Wenn du hier gelandet bist, stehen die Chancen hoch, dass du bereits alle (oder die meisten) Vorzüge vom Tanzen nicht nur kennst sondern auch seit einiger Zeit zu schätzen gelernt hast.
Dementsprechend treffen dich  die neusten Lockdown-News genauso wie uns hart. Für kurze Zeit konnte man das besten Hobby aller Zeiten (sorry, bin etwas parteiisch) noch halbwegs betreiben.

Allerdings kommt in diesem Herbst (und Winter?) wieder  eine Tanzdurststrecke  auf uns zu…

In diesem Artikel beschäftige ich mich aber viel mehr (und lieber) mit konstruktiven Gedanken, Ideen und Vorschlägen, wie wir in dieser kommenden Zeit dennoch zum Tanzen kommen können.
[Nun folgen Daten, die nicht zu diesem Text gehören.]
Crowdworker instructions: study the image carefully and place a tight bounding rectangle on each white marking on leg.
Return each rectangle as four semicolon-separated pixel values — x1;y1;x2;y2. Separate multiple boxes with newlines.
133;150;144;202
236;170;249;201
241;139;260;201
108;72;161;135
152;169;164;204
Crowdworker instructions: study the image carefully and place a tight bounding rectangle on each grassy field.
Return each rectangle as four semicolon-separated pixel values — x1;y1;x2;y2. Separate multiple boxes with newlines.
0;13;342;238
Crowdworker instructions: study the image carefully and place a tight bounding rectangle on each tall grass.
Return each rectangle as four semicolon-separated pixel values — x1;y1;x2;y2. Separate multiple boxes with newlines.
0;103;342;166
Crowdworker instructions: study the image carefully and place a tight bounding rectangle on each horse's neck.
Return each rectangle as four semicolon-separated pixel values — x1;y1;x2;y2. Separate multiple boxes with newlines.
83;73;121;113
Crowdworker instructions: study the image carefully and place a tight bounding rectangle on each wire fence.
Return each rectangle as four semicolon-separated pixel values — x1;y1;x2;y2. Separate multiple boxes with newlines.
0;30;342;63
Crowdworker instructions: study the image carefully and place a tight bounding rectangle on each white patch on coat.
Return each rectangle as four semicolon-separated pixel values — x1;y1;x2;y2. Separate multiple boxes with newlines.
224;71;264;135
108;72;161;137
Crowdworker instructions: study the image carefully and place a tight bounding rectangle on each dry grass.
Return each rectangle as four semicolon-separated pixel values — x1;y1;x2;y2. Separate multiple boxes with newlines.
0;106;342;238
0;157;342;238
Im letzten halben Jahr habe ich einige unerwartete tanzreiche Erkenntnisse gewonnen und diese möchte ich hier in diesem Artikel mit dir teilen. Ich hoffe dich damit zumindest ein wenig zu inspirieren, dass du dir dieses zur Zeit triste Bild der Tanzwelt aus einer anderen Perspektive ansiehst.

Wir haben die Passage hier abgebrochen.